Freire always argued that in the teacher-pupil relation, “No one teaches another, nor is anyone self-taught. People teach each other, mediated by the world.” Dialogical pedagogy, the term Freire preferred, meant taking as a starting point a radical equality between individuals and social groups.
This was not just an ethical or political stance for Freire, but a way to revolutionize our approach of what it meant to know the world. Following in the anti-hierarchical spirit of 1968 and the Chinese Cultural Revolution, Freire wanted to break down the barriers between high and popular culture, academic and popular knowledge, which he saw as expressions of inequality in education and knowledge. And, as Freire always liked to remind, he was not interested in just elevating popular culture and knowledge to a respectable position; he wanted to break down the oppressive system responsible for making those distinctions in the first place.
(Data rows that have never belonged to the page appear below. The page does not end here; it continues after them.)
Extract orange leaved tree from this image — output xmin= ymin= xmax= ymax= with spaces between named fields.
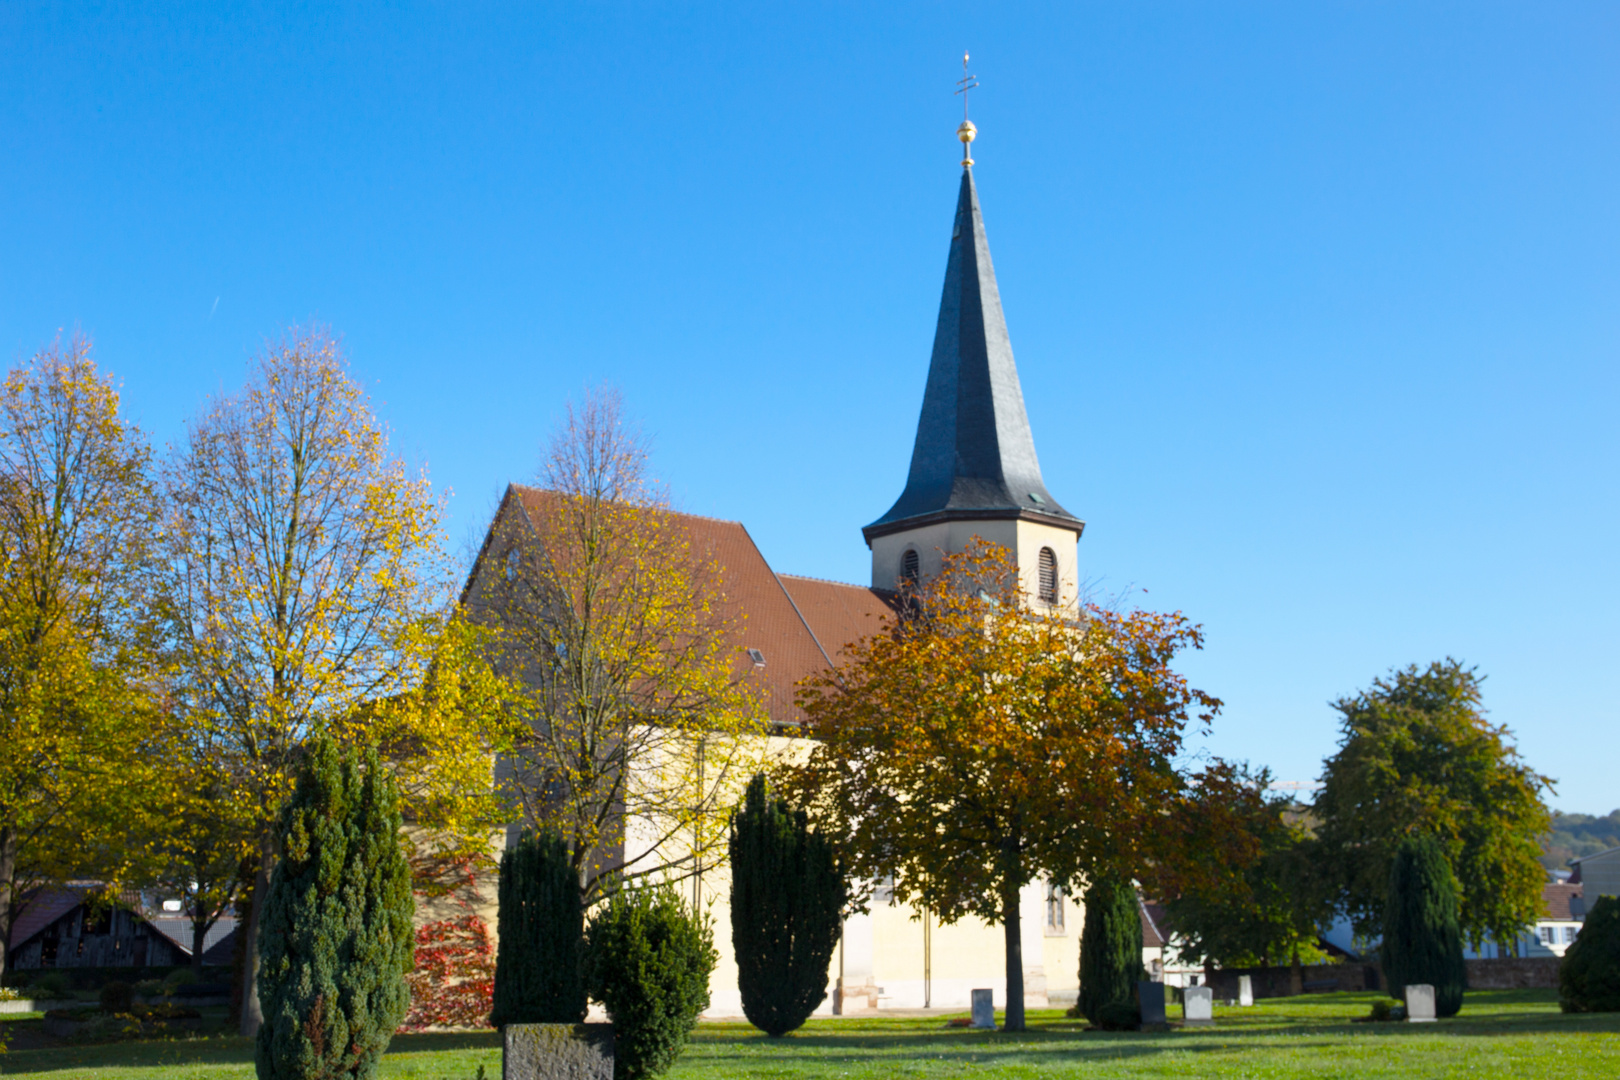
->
xmin=781 ymin=540 xmax=1219 ymax=1031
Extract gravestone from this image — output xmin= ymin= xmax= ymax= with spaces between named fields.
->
xmin=1138 ymin=981 xmax=1166 ymax=1025
xmin=1405 ymin=984 xmax=1437 ymax=1023
xmin=970 ymin=989 xmax=995 ymax=1029
xmin=1238 ymin=975 xmax=1254 ymax=1007
xmin=503 ymin=1023 xmax=614 ymax=1080
xmin=1183 ymin=985 xmax=1214 ymax=1025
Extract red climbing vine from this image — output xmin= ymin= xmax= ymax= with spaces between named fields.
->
xmin=399 ymin=853 xmax=496 ymax=1031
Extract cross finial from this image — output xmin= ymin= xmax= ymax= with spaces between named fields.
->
xmin=954 ymin=51 xmax=979 ymax=167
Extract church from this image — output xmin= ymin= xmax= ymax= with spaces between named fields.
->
xmin=470 ymin=121 xmax=1131 ymax=1015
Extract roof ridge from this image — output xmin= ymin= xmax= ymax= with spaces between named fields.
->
xmin=776 ymin=572 xmax=867 ymax=589
xmin=509 ymin=484 xmax=745 ymax=527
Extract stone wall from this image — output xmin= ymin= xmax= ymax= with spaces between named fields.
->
xmin=1464 ymin=956 xmax=1561 ymax=989
xmin=1204 ymin=963 xmax=1382 ymax=1001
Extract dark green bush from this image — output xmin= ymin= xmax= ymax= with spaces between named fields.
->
xmin=586 ymin=884 xmax=717 ymax=1080
xmin=490 ymin=829 xmax=586 ymax=1026
xmin=729 ymin=773 xmax=846 ymax=1037
xmin=34 ymin=971 xmax=74 ymax=998
xmin=1381 ymin=834 xmax=1466 ymax=1018
xmin=255 ymin=738 xmax=414 ymax=1080
xmin=99 ymin=980 xmax=134 ymax=1013
xmin=1078 ymin=876 xmax=1142 ymax=1025
xmin=1096 ymin=1000 xmax=1141 ymax=1031
xmin=1561 ymin=894 xmax=1620 ymax=1013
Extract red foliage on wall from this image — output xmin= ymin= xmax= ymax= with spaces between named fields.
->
xmin=399 ymin=853 xmax=496 ymax=1031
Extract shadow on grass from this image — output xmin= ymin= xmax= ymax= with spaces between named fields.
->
xmin=0 ymin=1029 xmax=501 ymax=1075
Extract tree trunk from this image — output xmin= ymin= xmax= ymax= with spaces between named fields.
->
xmin=1289 ymin=944 xmax=1303 ymax=997
xmin=1000 ymin=834 xmax=1025 ymax=1032
xmin=0 ymin=828 xmax=15 ymax=985
xmin=191 ymin=909 xmax=212 ymax=970
xmin=238 ymin=837 xmax=272 ymax=1037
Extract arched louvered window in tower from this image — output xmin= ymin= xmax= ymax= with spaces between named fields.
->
xmin=900 ymin=548 xmax=920 ymax=589
xmin=1037 ymin=547 xmax=1058 ymax=605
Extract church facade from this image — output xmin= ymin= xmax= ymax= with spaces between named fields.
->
xmin=470 ymin=155 xmax=1132 ymax=1015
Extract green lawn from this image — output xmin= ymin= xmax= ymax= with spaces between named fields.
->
xmin=1 ymin=990 xmax=1615 ymax=1079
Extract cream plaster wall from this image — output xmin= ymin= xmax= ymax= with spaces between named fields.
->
xmin=870 ymin=519 xmax=1082 ymax=612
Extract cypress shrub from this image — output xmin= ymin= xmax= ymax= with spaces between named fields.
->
xmin=490 ymin=830 xmax=586 ymax=1026
xmin=256 ymin=738 xmax=414 ymax=1080
xmin=729 ymin=773 xmax=846 ymax=1037
xmin=1381 ymin=834 xmax=1466 ymax=1018
xmin=585 ymin=884 xmax=717 ymax=1080
xmin=1560 ymin=894 xmax=1620 ymax=1012
xmin=1078 ymin=875 xmax=1141 ymax=1026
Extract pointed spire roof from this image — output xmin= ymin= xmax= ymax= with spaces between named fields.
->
xmin=864 ymin=168 xmax=1081 ymax=544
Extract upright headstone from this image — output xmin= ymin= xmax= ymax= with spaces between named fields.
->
xmin=1405 ymin=984 xmax=1437 ymax=1023
xmin=503 ymin=1023 xmax=614 ymax=1080
xmin=970 ymin=989 xmax=995 ymax=1029
xmin=1138 ymin=981 xmax=1166 ymax=1025
xmin=1183 ymin=985 xmax=1214 ymax=1025
xmin=1238 ymin=975 xmax=1254 ymax=1007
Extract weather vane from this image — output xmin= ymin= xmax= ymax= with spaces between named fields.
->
xmin=955 ymin=51 xmax=979 ymax=167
Or, as he put it: “When education is not liberatory, the dream of the oppressed is to be the oppressor.”
It was not Freire who politicized the issue of education in Brazil. Education was political from the outset: formal education was one of the foremost tools for social exclusion and political disenfranchisement, and, most egregiously of all, it was presented in the guise of democratic reform. By articulating his own political vision of education, Freire was in one sense simply giving the lie to Brazil’s supposedly democratic system and announcing the need to rethink public instruction so that schools could be an institution of the masses, not simply another elite tool for managing them.
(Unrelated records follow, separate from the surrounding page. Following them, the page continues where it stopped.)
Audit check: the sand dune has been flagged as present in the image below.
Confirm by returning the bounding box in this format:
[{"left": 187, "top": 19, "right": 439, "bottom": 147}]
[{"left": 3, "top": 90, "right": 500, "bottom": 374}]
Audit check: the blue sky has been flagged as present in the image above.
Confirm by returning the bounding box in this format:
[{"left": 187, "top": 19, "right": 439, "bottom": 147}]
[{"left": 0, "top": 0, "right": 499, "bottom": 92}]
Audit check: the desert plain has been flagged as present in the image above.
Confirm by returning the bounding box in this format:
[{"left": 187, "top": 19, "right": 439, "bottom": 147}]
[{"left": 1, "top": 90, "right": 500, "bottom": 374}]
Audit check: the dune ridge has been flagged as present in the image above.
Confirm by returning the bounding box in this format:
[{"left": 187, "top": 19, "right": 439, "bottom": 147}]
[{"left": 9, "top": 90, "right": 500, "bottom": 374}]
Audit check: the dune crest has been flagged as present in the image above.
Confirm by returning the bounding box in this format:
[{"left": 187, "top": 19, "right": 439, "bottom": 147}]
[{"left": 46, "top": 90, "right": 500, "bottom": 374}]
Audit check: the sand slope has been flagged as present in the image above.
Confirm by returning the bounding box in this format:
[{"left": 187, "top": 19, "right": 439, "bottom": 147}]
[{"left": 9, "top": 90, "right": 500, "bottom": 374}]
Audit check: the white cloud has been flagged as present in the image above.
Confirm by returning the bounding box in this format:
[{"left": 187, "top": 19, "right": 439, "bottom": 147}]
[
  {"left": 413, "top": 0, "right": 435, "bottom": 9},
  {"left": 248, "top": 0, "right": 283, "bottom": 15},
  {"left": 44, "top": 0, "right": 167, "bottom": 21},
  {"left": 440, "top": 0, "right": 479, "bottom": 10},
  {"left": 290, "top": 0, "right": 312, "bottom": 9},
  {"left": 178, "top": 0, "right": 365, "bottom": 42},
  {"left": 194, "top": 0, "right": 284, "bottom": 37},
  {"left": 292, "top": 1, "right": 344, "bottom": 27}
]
A Federal Court in Rio de Janeiro recently issued a ruling against Bolsonaro, stating that the government cannot make defamatory remarks against Freire (and there have been legions of such remarks). This is an encouraging sign, especially since the varying fortunes of Freire’s name — vilified or championed — is a good thermometer of where politics are in Brazil. Along with other radical intellectuals in Brazil, like Anísio Teixeira, Florestan Fernandes and Darcy Ribeiro, Freire’s name is still associated with the idea that, despite all odds, democracy can be revived and society transformed. And so long as Brazilians continue to struggle for a more egalitarian society, any mention of Freire will continue to send the right wing into fits of panic.